Myxoid material is usually insufficient and presents only around the individual burrows.
CNTs do not stain S100, collagen type IV, or nerve growth factor receptor, but reactivity with NK1C3 (CD57) and the panmonocyte marker Ki-M1p is positive.[3]
The CNT is a benign tumor because of hypercellularity, the presence of nuclear atypia, and its extension into fat or skeletal muscle, CNT may be mistaken for a malignant tumor, such as sarcoma. These atypical forms of CNT have not shown aggressive behavior.[5] Atypical NT has been described as resembling either benign or malignant melanocytic growths such as malignant melanoma, Spitz nevus, and cellular blue nevus, but melanoma is S100-positive, and CNTs do not stain with antibody to S100 protein.
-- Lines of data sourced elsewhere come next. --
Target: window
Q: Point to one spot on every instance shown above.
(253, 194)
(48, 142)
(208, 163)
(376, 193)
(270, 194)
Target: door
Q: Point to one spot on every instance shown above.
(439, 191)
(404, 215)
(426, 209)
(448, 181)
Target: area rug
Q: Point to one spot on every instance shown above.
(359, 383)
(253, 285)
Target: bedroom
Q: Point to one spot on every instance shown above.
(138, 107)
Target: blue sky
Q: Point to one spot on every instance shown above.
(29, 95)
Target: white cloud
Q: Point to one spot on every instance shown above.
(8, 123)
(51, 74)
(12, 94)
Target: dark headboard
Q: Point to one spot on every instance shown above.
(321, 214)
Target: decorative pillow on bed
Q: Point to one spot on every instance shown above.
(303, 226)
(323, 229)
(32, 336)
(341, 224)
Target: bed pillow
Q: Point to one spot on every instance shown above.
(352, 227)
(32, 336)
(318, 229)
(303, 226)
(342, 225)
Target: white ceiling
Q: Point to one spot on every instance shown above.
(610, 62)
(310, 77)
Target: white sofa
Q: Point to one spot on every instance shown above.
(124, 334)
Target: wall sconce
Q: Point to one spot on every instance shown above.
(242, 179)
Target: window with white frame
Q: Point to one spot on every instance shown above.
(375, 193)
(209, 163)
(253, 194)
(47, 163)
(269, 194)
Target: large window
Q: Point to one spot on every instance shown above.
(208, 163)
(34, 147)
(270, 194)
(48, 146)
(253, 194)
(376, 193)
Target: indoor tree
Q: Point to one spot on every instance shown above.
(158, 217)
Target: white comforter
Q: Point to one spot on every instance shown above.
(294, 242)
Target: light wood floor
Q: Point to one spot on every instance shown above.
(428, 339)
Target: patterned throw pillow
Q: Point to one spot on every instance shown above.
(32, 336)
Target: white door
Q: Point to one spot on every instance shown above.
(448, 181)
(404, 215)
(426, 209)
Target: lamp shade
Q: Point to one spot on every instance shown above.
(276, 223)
Mixed-type NT shows the properties of both types.[6] The immunohistochemical features of these cases are confusing because of an irregular or lack of reactivity to S100 and SMA.[5]
A recent article by Rudolph and Schubert[3] underlines the importance of using immunophenotyping rather than light microscopy features alone to classify an NT in the proper category.
Total excision is almost invariably curative, but the tumor showed recurrence in some cases. This recurrence was thought to be secondary to incomplete excision of the primary tumor.[1]
There is no standard value for the resection margins of this tumor, although a few millimeters from a grossly detectable margin may be sufficient. However, due to the varying features of atypical NTs, a punch biopsy to confirm this atypia may be useful before the reconstruction. Bhatia et al.[7] summarize the characteristics of atypical findings as large size (to 6 cm), extension into muscle or fat, vascular invasion, infiltrative borders, high mitotic index, and distinct pleomorphism. If atypical or aggressive features are found in the histological analysis, waiting for permanent margins may be useful.[8] There are no reports in the literature of metastases.
| Conclusion | | |
NTs are infrequent lesions, but when they occur, specific histological analysis and immunophenotyping may be needed if any signs of aggressive behavior are associated with the lesion. Atypical, aggressive tumors may need a two-step approach to wait for permanent margins before embarking on the reconstructive effort.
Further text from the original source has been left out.